REST API Rate Limits

The REST API limits the rate of requests you can make to 15 requests per second. If you are performing certain operations that are resource-intensive, you may adversely affect performance of your system. This includes actions such as placing large download orders, download orders with high amounts of transformations such as resizing or watermarking, or uploading large files. Performing a large amount of these operations rapidly may result in increased processing time for these operations. If you require a high volume of these operations, it is recommended to work with our expert services who can review your design and recommend optimizations. The default REST API rate limits can be increased; contact your Aprimo Customer Success Director for more information.

Enforcement

Exceeding the REST API rate limit will result in requests receiving the HTTP response “429 Too Many Requests”. If you receive a 429 response, slow down the amount of calls being made into the API at once. Note that this limit is enforced across all integrations deployed in a tenant, and the per second rate limit applies globally to all calls being made into the REST API. If you are seeing 429 Too Many Requests responses these are so strategies that can be implemented to better handle these responses.

The rate limit may also queue your requests to prevent rejecting requests. If there are too many requests received at once, the requests which are above the allowed limit will be put into a queue and processed according to the rate limit. If there is no room in the queue, then the requests will be rejected with a “429 Too Many Requests” response. By default, the REST API allows 100 requests above the limit in the queue at a time. These responses for these requests will be delayed according to the rate limit. The default REST API rate limits can be increased; contact your Aprimo Customer Success Director for more information.

Log all 429 response: Log the user and request that causes the 429 response.

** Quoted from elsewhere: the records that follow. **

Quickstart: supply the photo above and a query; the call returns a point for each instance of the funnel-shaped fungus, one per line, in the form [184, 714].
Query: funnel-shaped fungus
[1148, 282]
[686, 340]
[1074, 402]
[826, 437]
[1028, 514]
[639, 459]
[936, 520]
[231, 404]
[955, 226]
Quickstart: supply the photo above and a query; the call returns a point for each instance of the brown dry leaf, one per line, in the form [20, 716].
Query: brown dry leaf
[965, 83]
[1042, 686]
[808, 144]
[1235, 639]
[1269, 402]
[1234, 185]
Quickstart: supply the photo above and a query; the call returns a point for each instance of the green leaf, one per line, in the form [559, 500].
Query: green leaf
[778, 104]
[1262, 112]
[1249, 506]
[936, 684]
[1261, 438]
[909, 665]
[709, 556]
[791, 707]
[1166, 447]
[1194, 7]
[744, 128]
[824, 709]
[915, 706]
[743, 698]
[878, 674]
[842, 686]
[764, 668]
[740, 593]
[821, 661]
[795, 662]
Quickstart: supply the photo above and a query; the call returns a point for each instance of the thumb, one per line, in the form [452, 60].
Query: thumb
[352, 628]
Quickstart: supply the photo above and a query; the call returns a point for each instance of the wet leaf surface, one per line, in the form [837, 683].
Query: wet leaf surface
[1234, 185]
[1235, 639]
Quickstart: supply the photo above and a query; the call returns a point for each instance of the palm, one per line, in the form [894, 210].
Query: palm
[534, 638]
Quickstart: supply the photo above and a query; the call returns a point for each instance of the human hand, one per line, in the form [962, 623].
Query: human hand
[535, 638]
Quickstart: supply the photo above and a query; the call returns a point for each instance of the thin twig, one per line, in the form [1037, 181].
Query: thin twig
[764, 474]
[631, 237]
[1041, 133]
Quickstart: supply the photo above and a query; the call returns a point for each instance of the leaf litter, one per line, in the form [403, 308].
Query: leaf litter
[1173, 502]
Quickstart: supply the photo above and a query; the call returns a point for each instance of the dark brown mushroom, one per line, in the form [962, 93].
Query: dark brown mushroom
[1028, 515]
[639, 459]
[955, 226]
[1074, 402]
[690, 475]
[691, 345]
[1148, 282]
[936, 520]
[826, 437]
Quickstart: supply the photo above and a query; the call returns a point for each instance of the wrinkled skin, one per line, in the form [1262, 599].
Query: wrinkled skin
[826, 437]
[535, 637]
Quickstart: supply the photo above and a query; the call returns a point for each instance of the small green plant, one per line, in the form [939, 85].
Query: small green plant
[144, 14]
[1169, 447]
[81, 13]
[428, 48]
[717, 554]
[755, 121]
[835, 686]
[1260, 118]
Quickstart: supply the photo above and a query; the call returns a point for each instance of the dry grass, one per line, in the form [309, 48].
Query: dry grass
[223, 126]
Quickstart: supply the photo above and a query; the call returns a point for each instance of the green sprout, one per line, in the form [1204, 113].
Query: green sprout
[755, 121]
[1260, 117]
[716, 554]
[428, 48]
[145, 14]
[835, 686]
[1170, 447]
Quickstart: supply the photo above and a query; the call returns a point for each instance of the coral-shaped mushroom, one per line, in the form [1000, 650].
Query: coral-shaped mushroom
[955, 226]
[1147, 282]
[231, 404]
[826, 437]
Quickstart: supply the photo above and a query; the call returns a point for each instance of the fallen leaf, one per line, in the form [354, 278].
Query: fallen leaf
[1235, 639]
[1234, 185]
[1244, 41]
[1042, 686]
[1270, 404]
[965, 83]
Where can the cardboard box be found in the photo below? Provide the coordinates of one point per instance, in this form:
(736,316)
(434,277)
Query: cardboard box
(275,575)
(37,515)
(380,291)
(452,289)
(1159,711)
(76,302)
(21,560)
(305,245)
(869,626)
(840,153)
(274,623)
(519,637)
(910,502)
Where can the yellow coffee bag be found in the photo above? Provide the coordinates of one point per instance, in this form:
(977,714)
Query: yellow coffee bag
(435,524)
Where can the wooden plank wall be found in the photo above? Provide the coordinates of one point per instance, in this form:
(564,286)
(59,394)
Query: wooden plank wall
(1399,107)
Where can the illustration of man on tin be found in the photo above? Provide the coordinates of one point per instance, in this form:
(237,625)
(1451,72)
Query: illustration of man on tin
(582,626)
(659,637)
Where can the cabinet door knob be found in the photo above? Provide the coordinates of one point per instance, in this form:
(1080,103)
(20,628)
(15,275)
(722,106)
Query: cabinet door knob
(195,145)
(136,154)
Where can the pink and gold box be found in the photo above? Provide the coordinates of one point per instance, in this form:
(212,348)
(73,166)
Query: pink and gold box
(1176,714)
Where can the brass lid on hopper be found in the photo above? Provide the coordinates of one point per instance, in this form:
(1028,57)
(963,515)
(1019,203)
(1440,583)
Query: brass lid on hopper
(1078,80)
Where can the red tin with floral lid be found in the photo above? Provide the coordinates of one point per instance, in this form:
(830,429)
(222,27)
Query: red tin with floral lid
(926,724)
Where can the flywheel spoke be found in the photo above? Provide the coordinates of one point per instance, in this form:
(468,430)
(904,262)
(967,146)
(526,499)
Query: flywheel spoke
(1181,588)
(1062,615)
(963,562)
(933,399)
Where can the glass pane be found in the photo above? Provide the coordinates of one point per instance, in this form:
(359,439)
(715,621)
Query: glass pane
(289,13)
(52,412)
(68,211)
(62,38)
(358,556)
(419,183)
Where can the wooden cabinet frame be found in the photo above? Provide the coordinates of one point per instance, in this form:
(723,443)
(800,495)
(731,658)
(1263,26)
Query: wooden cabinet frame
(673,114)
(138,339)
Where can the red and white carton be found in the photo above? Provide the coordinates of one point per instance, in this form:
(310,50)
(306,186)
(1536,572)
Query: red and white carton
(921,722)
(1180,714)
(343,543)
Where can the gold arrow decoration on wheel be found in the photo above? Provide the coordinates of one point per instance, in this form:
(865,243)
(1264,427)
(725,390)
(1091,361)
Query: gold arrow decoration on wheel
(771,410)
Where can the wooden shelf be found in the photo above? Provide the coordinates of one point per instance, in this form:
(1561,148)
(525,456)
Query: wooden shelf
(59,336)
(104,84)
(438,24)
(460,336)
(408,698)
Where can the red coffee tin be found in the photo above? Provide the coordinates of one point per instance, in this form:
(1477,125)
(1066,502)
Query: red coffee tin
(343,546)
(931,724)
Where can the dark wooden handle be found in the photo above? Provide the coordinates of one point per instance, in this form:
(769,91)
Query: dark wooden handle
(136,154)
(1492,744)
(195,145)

This information can be used to identify which operations need to be investigated. If there is a large volume of 429 requests in a short period of time it might be a good idea to send an email notification to a system administrator to investigate.

Retry the request: After a set amount of time, retry the request.

Example Scenario

With the default REST API limit of 15 requests per second and a queue size of 100 requests, what happens if 130 requests are sent all at the same time?

* The first 15 requests are processed normally.
* The next 100 requests are placed into a queue and are allowed out of the queue at the rate of 15 requests per second. That means the very last request in the queue will not begin processing until 6.7 seconds after it was placed in the queue (100 requests / 15 requests per second).
* The last 15 requests are rejected with a response of “429 Too Many Requests”.